Tuesday, 8.22am in London. Tesco shares are trading at 156.7p. They are down 16 per cent on Monday’s close, and 53 per cent on the year. This, perhaps, was the moment. The bottom. After that the shares recovered to close at 174.9p. Somebody, somewhere could be sitting on a 12 per cent profit on Tesco shares on the day, despite the company issuing its fourth profit warning in a year. How tempting it is to join them. Imagine the day next summer when you brag that, unlike Warren Buffett, you bought at the bottom and enjoyed the ride up.
And you could build yourself a case for buying into Tesco shares now. Five years ago Tesco made a trading margin (the company’s preferred form of operating margin) of just under 6 per cent.
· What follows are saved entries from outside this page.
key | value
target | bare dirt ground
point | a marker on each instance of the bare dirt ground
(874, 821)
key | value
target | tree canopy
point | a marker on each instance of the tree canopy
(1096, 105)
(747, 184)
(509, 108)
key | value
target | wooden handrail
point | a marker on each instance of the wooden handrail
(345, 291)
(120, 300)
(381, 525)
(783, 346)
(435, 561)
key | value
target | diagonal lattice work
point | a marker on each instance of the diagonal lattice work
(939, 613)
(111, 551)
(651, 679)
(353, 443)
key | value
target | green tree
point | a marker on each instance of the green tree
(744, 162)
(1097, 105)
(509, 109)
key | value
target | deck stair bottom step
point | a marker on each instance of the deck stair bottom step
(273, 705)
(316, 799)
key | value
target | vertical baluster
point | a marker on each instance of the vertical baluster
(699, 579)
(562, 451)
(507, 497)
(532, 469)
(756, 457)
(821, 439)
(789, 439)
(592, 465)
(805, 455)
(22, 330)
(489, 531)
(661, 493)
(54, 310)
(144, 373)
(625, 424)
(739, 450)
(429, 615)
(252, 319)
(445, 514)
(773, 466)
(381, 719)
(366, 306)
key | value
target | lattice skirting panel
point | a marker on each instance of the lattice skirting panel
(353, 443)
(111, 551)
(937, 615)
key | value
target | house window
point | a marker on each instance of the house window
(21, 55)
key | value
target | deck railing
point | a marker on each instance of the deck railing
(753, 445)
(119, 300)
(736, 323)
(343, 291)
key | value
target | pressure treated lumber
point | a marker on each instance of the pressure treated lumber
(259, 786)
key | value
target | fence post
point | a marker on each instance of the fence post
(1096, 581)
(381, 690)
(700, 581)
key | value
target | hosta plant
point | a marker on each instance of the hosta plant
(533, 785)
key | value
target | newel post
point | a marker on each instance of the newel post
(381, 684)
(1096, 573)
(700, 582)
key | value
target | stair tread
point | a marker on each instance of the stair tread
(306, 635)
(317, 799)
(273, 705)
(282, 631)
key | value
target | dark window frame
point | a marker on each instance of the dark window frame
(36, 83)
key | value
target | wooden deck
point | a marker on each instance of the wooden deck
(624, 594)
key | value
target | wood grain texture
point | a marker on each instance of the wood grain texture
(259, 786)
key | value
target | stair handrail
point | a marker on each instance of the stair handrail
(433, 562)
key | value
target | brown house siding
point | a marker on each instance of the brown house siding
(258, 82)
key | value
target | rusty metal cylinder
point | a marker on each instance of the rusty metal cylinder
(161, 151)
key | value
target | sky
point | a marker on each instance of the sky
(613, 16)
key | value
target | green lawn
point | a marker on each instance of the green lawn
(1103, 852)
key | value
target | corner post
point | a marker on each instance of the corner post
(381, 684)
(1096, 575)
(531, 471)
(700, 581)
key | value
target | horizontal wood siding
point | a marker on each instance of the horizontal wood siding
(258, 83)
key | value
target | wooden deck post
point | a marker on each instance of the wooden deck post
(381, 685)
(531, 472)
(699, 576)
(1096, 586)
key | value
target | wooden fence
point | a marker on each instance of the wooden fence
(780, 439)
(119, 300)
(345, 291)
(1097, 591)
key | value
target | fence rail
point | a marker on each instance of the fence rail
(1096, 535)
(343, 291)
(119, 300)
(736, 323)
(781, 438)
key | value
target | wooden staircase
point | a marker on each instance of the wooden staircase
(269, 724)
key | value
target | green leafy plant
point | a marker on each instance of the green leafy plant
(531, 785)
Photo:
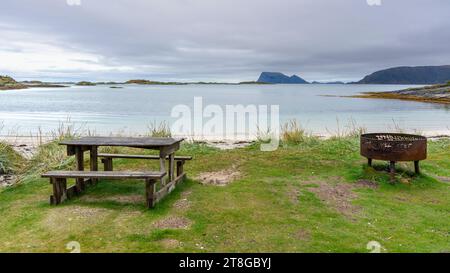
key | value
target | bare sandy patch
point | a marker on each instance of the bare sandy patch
(123, 199)
(173, 222)
(302, 235)
(367, 184)
(338, 195)
(444, 179)
(293, 194)
(74, 216)
(182, 204)
(219, 178)
(170, 243)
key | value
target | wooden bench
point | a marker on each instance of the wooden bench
(61, 192)
(108, 165)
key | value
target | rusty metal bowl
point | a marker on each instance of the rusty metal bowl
(394, 147)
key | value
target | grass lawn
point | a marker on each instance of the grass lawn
(315, 196)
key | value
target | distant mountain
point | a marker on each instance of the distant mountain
(277, 77)
(336, 82)
(410, 75)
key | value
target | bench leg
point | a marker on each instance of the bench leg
(59, 190)
(416, 167)
(94, 162)
(150, 192)
(107, 163)
(392, 170)
(79, 154)
(180, 165)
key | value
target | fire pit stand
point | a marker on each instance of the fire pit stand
(393, 148)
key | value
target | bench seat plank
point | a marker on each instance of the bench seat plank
(142, 156)
(103, 174)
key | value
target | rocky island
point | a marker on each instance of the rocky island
(147, 82)
(85, 83)
(8, 83)
(277, 77)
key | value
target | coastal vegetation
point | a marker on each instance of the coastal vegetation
(310, 195)
(409, 75)
(8, 83)
(439, 93)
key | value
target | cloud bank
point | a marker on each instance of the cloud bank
(218, 40)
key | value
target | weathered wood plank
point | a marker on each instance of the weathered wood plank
(94, 161)
(139, 142)
(150, 191)
(153, 157)
(107, 163)
(103, 174)
(169, 187)
(79, 159)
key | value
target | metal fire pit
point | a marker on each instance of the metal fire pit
(393, 148)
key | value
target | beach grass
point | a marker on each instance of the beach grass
(310, 195)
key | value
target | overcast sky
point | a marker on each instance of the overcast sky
(218, 40)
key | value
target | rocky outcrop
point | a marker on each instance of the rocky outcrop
(277, 77)
(8, 83)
This year it will be around 2 per cent. Part of that is a one-off drop relating to the timing of payments from suppliers. But it is also because of the woeful state of the UK grocery market. Assume the 6 per cent margins are not coming back and that Tesco can only recover to a margin of 3 per cent on sales of £62bn (a touch below last year’s). That is a trading profit of £1.9bn. Take off £400m of interest costs and tax at 20 per cent, and there is a net profit of £1.2bn. That is 15p per share, and a price-to-earnings ratio of 12. Not outrageous, and it is possible that chief executive Dave Lewis can coax out better margins or revenues.
But this is all reckoning without January 8. That is when Mr Lewis, by then four months into his job, will sketch out his plans. The balance sheet, the peripheral UK businesses (Hudl, Giraffe, Blinkbox) and the overseas operations all have to be addressed. Most of all though, he needs to explain where the UK business is going and how long it will take to get there. There are too many variables at the moment to have any confidence in a 15p EPS figure. Even if Tesco can reach that (for comparison it made over 37p in 2012; Shore Capital estimates it will make about 11p this year), it could take years to get there.
Tesco’s shareholders may feel as if they have been living their own nightmarish version of Groundhog Day, in which the company keeps putting out profit warnings, for the past three years. The good news from the film is that Bill Murray’s grouchy weatherman finally broke out of the cycle. The bad news is that film buffs reckon it took him over 10 years. Don’t assume that Tuesday’s 156.7p was the worst of it.